Another question from Christian: Okay, what are the current metrics then, please?
The current metrics, we have four covenants that we're currently measured on. One is an equity covenant, one is an interest cover ratio covenant, one is a net core debt leverage ratio covenant, and the last one is a stock and debtors covenant. So they are the four current covenants we have in place. But we do expect that by the time we have finished our discussions and negotiations with the banks, we will have a different covenant structure for the FY 2025 financial year.
Next question from Paige: Can you please provide more detail around the apiaries harvest revaluation? What is your plan for the upcoming years for harvest? Are you able to limit what inventory you take in?

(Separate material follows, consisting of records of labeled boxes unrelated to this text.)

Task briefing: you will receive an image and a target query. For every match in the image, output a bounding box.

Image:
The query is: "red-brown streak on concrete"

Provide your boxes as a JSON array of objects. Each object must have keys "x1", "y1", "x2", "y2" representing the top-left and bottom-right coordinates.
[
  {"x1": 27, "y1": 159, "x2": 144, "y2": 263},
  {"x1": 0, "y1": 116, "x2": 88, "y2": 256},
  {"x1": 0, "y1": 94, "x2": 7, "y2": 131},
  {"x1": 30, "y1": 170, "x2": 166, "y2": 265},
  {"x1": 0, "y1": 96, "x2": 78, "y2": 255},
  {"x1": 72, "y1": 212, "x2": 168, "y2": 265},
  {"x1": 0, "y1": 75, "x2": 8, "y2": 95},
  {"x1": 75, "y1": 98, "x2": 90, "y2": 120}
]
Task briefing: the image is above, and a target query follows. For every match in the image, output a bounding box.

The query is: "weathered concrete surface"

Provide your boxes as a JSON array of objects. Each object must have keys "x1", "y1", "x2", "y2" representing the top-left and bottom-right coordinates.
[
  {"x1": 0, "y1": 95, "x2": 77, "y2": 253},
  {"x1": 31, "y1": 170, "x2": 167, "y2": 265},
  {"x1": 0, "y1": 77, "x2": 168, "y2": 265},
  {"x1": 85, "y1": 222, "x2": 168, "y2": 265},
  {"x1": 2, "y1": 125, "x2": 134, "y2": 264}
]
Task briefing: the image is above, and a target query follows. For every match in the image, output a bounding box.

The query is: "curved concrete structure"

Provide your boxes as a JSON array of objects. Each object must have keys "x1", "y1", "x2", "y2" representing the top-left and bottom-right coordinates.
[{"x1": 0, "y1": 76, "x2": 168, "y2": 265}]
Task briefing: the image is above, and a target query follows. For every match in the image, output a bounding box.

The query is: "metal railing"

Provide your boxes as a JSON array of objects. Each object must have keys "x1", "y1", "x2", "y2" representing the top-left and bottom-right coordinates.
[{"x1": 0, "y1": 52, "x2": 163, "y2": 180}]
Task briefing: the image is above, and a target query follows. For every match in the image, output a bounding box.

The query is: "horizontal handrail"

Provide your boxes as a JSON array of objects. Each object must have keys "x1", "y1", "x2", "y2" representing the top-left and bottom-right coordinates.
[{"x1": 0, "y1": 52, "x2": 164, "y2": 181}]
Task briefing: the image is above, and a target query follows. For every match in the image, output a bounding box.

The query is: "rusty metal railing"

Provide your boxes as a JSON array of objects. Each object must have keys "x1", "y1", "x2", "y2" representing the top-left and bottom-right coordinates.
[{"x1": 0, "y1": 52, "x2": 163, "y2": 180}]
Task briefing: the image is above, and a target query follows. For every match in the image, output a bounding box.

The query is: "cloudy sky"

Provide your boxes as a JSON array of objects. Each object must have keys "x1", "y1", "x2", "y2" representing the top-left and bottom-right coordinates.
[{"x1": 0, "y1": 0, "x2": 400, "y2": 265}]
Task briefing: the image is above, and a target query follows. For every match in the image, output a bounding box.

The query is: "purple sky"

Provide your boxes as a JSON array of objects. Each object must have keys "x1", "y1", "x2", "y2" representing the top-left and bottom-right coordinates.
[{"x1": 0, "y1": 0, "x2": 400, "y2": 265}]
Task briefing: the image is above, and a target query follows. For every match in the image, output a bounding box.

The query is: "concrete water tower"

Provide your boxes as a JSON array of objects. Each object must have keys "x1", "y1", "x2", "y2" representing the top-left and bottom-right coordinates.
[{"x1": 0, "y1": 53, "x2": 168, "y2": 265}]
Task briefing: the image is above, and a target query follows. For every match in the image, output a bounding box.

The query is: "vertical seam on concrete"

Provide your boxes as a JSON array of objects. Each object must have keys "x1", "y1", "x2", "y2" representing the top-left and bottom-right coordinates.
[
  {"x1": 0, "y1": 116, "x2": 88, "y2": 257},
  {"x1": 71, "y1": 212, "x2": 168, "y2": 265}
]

Thanks for the question, Paige. Probably two parts to the answer. The first part is, the revaluation took place because when we got to the end of the year and we looked at independent data, we decided that the inventory that we'd bought in was at a higher cost than we felt was realistic, so we reduced the price accordingly. For the FY 2025 harvest, that will obviously come into our inventory in the period from January onwards. We obviously have budget, but it would be highly dependent upon the weather. You know, it'll come from our current circa 17,000 hives that we have in New Zealand.
Next question from James: Why do you believe the proposed board structure will help arrest the current level of company performance?
Let me take that one. Thank you, Nigel. Look, I think I'm very, very privileged to have a great bunch of board directors. We've been through one hell of a very tough year and shown incredible resilience. I'm very proud that Bridget Coates was willing to take on the challenge of becoming our board chair, a very appropriate experience, and she provides great leadership and great wisdom around our governance processes. We were sad, of course, to lose Julia Hoare. Julia has also been a wonderful director, and we'll be looking to replace her with somebody appropriate. We're about to appoint someone very imminently, and we'll be able to update the market very shortly.
But we feel at this stage, as we're going through some changes, we just need to have a smaller, tighter, more experienced board makeup, and I believe we've got that.
Next question from David Oxley: Can you explain the very weak Asia market result and the performance of HoneyWorld?
Hi, David. Yeah, look, we did cover that a bit earlier, but happy to cover it in a later conversation. Ultimately, you know, we saw through our Southeast Asia segment, we saw overall revenue growth, which is totally caused by our performance in HoneyWorld. At a net contribution level, that didn't flow through to earnings through a combination of marketing investment that we needed to make in the first year of integration with HoneyWorld, integration costs in totality, and price competition in the sector that we've spent a long time talking about today.
Has your ERP implementation gone to plan, and have there been any cost blowouts?
There has been a delay in implementation of our ERP system, so it's due to go live currently at the end of the year. And there's a group of very dedicated people making sure that system happens or that system upgrade happens. It is still a critical part for us, as it will enable us to have enhanced master data, better processes, scalable infrastructure, and more access to leading information resulting from or showing us performance in market in a more live manner, which is crucial to give us more visibility going forward.
Question from Christian: Can you please specifically what the covenant metrics are for, e.g., equity? Is it debt equity ratio of 30%?
For our equity ratio, that is, total shareholders funds to total assets, the level is 35% at the covenant, and we are comfortably within, in excess of that particular ratio for that covenant.